Scientist carried out high-sensitivity observations with ALMA and discovered light from ionised oxygen in SXDF-NB1006-2, making this the most distant unambiguous detection of oxygen ever discovered.

Oxygen in SXDF-NB1006-2 was found to be ten times less abundant than it is in the Sun.

This galaxy — which we're observing as it was just 700 million years after the birth of the universe.

The astronomers did not discover the oxygen in mass amounts. “The small abundance is expected because the Universe was still young and had a short history of star formation at that time,” Naoki Yoshida, of the University of Tokyo, said in a statement.

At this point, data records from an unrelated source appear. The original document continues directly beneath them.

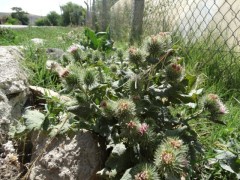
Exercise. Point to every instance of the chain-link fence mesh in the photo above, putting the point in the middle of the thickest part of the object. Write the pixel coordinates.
(212, 26)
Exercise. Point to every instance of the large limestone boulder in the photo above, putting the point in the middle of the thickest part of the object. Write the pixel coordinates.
(13, 95)
(13, 87)
(77, 157)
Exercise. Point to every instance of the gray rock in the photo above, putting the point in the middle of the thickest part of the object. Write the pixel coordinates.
(75, 158)
(13, 87)
(38, 41)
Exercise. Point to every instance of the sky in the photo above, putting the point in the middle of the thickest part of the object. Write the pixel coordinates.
(37, 7)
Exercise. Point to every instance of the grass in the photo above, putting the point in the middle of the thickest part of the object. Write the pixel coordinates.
(213, 59)
(55, 36)
(219, 66)
(35, 55)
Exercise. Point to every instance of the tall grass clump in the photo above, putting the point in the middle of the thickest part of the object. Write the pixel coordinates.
(219, 65)
(217, 60)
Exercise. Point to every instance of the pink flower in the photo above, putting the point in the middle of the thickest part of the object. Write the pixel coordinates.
(222, 108)
(72, 49)
(131, 124)
(143, 128)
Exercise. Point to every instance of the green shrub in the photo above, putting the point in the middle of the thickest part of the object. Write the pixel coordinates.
(133, 107)
(7, 36)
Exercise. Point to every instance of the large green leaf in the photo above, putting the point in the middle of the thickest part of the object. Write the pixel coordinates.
(33, 119)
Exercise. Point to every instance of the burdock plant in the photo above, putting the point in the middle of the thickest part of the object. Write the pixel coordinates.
(171, 158)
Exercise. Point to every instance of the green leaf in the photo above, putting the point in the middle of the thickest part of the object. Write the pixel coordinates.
(119, 149)
(56, 129)
(127, 175)
(34, 119)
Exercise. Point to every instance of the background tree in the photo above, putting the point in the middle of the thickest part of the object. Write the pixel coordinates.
(53, 18)
(21, 15)
(105, 14)
(72, 14)
(137, 21)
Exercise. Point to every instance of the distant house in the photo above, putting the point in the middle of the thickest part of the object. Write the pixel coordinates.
(32, 18)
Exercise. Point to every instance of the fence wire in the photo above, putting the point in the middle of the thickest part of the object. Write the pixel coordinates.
(214, 20)
(211, 25)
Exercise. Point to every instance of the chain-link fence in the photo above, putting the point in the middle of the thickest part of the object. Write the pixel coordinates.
(193, 19)
(213, 26)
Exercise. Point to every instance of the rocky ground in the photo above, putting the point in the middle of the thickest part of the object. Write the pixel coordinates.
(77, 157)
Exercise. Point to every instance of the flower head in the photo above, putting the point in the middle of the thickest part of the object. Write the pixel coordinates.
(167, 157)
(141, 176)
(143, 128)
(131, 124)
(214, 105)
(73, 48)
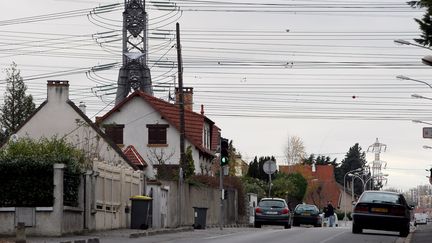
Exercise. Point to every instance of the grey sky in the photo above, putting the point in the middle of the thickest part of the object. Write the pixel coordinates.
(263, 73)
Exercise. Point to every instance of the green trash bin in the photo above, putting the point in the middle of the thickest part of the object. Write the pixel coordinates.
(200, 215)
(140, 212)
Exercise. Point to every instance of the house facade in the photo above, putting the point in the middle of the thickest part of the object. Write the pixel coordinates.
(152, 127)
(105, 188)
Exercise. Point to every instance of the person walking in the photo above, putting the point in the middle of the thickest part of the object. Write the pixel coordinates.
(330, 214)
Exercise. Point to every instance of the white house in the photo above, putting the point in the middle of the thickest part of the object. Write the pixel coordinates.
(152, 126)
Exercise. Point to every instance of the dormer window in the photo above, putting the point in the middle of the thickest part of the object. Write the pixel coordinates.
(115, 132)
(157, 134)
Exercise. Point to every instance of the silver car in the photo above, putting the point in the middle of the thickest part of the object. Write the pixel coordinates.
(272, 211)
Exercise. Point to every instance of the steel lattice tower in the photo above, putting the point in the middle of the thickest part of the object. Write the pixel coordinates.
(377, 164)
(134, 72)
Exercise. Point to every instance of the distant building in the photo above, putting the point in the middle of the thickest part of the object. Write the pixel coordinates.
(322, 185)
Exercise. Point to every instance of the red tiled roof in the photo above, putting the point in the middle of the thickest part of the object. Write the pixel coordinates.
(194, 122)
(133, 155)
(322, 185)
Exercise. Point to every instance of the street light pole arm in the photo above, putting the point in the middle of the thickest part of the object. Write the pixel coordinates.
(415, 80)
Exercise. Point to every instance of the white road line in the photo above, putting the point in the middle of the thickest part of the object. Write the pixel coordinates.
(331, 238)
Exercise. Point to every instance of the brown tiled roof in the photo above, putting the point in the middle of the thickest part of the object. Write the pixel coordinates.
(133, 155)
(322, 185)
(194, 122)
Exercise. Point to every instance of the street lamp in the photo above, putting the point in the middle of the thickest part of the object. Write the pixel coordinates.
(402, 77)
(420, 97)
(427, 60)
(376, 176)
(423, 122)
(353, 176)
(344, 195)
(405, 42)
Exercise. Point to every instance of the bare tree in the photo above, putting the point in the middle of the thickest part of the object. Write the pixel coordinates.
(294, 150)
(159, 156)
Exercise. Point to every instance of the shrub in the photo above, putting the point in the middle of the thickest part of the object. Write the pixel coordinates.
(26, 172)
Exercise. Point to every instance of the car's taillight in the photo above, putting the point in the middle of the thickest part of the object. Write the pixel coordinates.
(258, 210)
(397, 211)
(285, 211)
(361, 209)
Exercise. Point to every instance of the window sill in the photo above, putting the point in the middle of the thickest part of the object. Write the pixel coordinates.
(157, 145)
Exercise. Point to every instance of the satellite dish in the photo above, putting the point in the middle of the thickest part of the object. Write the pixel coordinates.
(14, 137)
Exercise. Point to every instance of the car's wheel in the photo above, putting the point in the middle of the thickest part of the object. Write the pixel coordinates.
(356, 229)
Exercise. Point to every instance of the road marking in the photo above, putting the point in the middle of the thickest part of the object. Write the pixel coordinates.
(331, 238)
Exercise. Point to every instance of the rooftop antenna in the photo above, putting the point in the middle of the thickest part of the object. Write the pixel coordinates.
(134, 72)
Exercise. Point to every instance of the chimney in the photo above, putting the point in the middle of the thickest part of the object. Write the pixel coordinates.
(187, 97)
(58, 91)
(82, 107)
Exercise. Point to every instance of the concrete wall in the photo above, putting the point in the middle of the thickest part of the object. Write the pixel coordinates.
(194, 196)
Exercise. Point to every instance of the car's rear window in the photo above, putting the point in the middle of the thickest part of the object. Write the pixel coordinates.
(271, 203)
(381, 198)
(310, 208)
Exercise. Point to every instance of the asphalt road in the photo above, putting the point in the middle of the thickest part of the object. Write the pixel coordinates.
(267, 235)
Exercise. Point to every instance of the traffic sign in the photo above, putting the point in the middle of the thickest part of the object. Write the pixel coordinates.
(427, 132)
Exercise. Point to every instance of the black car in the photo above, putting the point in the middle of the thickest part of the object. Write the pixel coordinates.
(381, 210)
(272, 211)
(307, 214)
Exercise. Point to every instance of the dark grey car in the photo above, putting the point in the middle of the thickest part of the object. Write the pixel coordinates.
(382, 210)
(272, 211)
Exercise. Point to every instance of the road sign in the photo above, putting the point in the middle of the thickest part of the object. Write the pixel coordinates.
(269, 167)
(427, 132)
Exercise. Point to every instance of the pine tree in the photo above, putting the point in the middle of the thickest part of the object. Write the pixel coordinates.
(354, 159)
(17, 105)
(425, 24)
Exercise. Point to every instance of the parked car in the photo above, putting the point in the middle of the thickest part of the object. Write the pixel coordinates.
(381, 210)
(420, 218)
(307, 214)
(272, 211)
(325, 221)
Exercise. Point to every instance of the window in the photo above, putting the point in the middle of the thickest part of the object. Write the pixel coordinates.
(115, 132)
(157, 133)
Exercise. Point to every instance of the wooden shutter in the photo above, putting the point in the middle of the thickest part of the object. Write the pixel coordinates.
(115, 133)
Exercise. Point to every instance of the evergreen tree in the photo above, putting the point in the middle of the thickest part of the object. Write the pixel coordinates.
(425, 24)
(355, 158)
(17, 105)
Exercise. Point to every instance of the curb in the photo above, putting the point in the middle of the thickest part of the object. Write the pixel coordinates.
(161, 231)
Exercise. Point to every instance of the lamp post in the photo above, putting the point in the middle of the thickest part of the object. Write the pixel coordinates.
(344, 195)
(353, 176)
(427, 60)
(370, 178)
(423, 122)
(402, 77)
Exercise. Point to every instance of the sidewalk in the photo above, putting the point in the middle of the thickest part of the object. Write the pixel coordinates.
(423, 234)
(98, 236)
(95, 237)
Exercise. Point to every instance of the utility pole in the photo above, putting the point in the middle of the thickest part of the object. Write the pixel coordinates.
(181, 100)
(182, 122)
(134, 72)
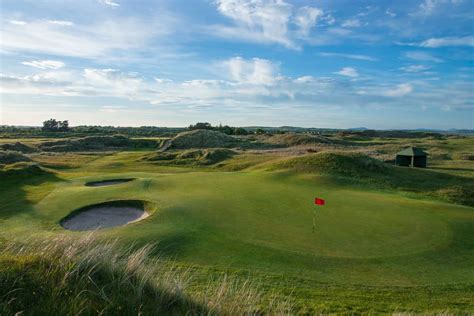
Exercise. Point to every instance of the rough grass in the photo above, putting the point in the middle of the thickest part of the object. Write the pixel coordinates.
(359, 168)
(18, 146)
(9, 157)
(385, 243)
(345, 164)
(203, 139)
(70, 276)
(98, 143)
(191, 157)
(293, 139)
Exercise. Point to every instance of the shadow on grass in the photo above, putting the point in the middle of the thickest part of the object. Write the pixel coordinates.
(13, 180)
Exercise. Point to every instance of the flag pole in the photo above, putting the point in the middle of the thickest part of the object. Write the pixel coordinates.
(314, 219)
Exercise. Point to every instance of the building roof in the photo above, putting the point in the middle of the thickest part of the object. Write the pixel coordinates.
(412, 151)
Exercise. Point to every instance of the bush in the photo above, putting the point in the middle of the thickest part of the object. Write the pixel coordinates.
(458, 194)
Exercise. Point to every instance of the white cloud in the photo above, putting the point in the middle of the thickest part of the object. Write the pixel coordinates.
(351, 23)
(304, 79)
(415, 68)
(18, 22)
(348, 72)
(110, 3)
(267, 18)
(422, 56)
(44, 64)
(390, 13)
(428, 7)
(88, 41)
(350, 56)
(399, 91)
(306, 18)
(448, 41)
(254, 71)
(60, 22)
(267, 21)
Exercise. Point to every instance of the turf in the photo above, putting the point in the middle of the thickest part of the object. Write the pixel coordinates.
(373, 250)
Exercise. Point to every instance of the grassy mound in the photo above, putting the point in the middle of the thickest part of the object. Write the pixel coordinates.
(192, 157)
(203, 139)
(360, 168)
(22, 169)
(20, 147)
(343, 164)
(98, 143)
(9, 157)
(292, 139)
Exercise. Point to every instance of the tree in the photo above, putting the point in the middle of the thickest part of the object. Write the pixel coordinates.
(53, 125)
(240, 131)
(200, 125)
(63, 126)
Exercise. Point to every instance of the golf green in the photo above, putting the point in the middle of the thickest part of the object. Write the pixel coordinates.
(262, 221)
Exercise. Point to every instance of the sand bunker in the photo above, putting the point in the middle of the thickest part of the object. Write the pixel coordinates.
(105, 215)
(107, 182)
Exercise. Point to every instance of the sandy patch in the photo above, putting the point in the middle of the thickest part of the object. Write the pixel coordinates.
(100, 217)
(107, 182)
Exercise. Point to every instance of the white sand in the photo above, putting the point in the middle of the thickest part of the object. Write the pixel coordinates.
(103, 217)
(107, 182)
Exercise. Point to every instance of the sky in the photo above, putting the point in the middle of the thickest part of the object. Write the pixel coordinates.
(337, 64)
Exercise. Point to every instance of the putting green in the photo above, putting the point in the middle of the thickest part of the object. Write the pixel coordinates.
(263, 221)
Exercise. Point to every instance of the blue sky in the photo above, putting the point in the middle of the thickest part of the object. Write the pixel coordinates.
(378, 64)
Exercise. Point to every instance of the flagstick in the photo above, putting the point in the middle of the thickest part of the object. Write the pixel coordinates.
(314, 219)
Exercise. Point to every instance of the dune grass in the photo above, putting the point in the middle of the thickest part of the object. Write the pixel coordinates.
(61, 275)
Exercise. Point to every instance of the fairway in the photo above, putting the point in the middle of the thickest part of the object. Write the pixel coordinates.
(262, 221)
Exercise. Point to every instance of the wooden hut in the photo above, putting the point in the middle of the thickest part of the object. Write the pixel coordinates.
(411, 157)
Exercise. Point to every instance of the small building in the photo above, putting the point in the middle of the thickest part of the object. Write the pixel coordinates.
(411, 157)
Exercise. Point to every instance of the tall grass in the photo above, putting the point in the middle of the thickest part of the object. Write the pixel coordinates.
(82, 276)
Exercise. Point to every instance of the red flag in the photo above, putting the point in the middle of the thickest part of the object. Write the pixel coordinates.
(319, 201)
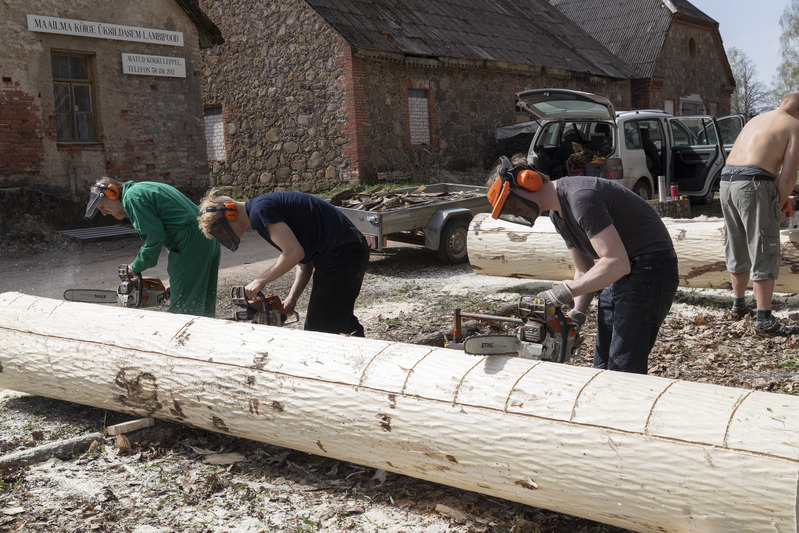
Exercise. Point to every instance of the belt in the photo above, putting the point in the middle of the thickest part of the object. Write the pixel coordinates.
(666, 254)
(745, 177)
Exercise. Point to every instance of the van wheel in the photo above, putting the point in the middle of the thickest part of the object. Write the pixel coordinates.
(452, 246)
(642, 189)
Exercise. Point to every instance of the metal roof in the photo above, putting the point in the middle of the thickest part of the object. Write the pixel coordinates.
(634, 30)
(520, 32)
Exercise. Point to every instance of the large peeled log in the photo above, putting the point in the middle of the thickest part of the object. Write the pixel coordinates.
(499, 248)
(639, 452)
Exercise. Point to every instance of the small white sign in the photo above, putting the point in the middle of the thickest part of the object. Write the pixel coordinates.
(143, 65)
(102, 30)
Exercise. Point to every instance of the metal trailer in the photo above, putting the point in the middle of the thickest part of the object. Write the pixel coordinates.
(441, 226)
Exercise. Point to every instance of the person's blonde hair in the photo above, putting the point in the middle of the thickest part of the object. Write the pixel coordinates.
(790, 103)
(213, 198)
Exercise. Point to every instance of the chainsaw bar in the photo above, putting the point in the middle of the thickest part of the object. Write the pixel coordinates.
(492, 345)
(91, 296)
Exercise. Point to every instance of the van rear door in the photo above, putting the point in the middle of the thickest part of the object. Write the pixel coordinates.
(699, 148)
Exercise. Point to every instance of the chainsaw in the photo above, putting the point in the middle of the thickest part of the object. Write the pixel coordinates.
(543, 332)
(135, 291)
(262, 309)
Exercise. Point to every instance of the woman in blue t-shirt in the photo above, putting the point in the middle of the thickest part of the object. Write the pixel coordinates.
(310, 234)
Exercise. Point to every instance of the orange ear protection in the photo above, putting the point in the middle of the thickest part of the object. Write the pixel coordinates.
(109, 190)
(521, 176)
(231, 212)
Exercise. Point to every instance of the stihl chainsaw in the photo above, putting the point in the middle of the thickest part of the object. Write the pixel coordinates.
(136, 291)
(543, 332)
(266, 310)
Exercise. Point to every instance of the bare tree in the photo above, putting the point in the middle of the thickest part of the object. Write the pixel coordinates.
(750, 95)
(787, 77)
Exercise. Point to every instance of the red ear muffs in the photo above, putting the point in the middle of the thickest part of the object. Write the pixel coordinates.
(231, 213)
(497, 195)
(529, 180)
(110, 191)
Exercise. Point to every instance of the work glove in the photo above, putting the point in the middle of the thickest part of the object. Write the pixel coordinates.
(558, 295)
(578, 317)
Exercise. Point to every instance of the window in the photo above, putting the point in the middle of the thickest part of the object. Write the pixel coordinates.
(632, 137)
(73, 95)
(215, 133)
(692, 48)
(419, 116)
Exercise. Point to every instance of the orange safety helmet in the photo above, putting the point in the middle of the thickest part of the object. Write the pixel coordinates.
(520, 176)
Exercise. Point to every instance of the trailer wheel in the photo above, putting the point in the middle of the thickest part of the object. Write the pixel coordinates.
(452, 246)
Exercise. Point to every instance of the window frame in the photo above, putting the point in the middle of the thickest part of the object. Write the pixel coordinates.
(72, 114)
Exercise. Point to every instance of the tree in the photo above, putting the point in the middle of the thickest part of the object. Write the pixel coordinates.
(787, 77)
(750, 95)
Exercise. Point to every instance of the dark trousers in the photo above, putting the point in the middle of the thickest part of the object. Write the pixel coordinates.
(631, 311)
(337, 283)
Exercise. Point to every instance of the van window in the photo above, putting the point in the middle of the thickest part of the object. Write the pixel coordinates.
(703, 130)
(632, 138)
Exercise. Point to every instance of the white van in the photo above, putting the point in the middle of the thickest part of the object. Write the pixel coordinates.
(581, 134)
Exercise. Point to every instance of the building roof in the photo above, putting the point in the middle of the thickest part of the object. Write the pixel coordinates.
(514, 32)
(634, 30)
(207, 30)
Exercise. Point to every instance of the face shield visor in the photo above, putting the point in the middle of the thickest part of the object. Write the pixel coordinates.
(223, 233)
(95, 196)
(519, 210)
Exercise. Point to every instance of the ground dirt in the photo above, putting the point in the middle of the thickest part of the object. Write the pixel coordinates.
(174, 478)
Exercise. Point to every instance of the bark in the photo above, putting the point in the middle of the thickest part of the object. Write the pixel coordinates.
(498, 248)
(64, 449)
(639, 452)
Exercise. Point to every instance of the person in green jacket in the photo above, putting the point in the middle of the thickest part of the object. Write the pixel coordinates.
(165, 218)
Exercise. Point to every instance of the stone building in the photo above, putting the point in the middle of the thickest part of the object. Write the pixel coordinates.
(675, 48)
(309, 94)
(99, 88)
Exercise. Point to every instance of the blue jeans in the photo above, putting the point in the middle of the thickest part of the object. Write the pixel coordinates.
(631, 310)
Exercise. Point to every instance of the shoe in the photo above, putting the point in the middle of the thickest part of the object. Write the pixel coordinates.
(774, 328)
(738, 313)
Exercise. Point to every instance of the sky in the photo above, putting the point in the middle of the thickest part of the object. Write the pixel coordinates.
(752, 26)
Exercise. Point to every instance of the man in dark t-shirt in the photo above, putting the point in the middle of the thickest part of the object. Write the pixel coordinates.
(619, 246)
(312, 235)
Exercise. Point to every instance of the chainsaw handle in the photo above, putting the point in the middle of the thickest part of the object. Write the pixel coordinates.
(564, 333)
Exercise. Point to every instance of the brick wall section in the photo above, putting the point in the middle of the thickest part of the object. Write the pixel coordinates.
(21, 133)
(352, 70)
(148, 128)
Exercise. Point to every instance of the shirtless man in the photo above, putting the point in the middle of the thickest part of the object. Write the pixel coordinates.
(751, 202)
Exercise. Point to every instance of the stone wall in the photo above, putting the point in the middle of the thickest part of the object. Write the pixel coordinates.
(305, 112)
(278, 79)
(468, 104)
(684, 75)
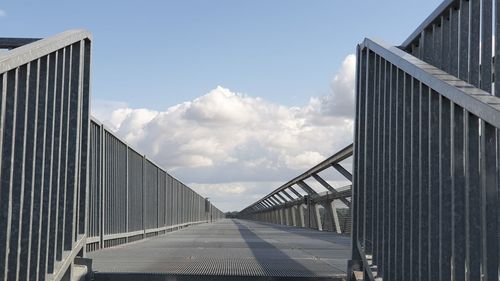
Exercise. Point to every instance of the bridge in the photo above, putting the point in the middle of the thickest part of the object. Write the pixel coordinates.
(422, 203)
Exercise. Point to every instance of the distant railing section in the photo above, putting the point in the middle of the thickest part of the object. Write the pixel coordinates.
(426, 190)
(308, 208)
(130, 197)
(44, 97)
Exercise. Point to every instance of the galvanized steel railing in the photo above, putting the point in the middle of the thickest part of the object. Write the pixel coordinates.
(44, 122)
(130, 197)
(426, 175)
(57, 200)
(310, 209)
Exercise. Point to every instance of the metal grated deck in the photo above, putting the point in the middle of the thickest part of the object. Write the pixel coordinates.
(237, 249)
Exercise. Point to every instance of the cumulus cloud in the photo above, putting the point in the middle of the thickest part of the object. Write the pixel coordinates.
(224, 138)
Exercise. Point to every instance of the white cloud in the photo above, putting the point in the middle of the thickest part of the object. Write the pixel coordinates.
(230, 143)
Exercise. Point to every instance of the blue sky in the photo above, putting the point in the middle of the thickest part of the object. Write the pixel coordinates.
(233, 98)
(155, 54)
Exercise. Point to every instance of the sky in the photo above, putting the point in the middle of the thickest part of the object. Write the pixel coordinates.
(231, 97)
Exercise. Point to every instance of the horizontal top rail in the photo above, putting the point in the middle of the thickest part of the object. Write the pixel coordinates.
(336, 158)
(435, 15)
(12, 43)
(479, 102)
(26, 53)
(127, 144)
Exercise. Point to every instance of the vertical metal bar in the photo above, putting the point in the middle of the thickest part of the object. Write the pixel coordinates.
(399, 175)
(407, 177)
(444, 38)
(453, 49)
(415, 178)
(368, 153)
(424, 181)
(497, 46)
(489, 187)
(437, 45)
(48, 167)
(434, 203)
(41, 127)
(17, 183)
(474, 40)
(445, 193)
(358, 185)
(486, 45)
(463, 56)
(28, 217)
(376, 157)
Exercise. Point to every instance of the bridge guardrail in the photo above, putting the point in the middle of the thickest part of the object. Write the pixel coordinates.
(44, 122)
(130, 197)
(426, 153)
(52, 190)
(307, 208)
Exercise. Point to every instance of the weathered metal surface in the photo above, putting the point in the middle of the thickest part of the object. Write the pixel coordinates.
(426, 189)
(44, 97)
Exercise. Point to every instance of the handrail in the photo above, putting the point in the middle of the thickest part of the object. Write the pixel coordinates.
(426, 147)
(438, 12)
(366, 266)
(475, 100)
(29, 52)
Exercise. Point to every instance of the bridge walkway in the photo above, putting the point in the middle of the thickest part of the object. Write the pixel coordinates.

“Studying heavy elements also gives us a hint to understand how the galaxies were formed and what caused the cosmic reionization.” said Inoue.

Previous study implies that, after the universe was born in the Big Bang about 13.8 billion years ago the universe was too hot that all of the atoms that existed were separated into positively charged nuclei and negatively charged electrons.

SXDF-NB1006-2,would have been a prototype of the sources responsible for reionization. The young galaxy is also considered to have very little un-ionised hydrogen gas, and only a small amount of dust, which is made up of heavy elements.

“Something unusual may be happening in this galaxy . I suspect that almost all the gas is highly ionised,” Inoue said.

The study was published in the journal Science.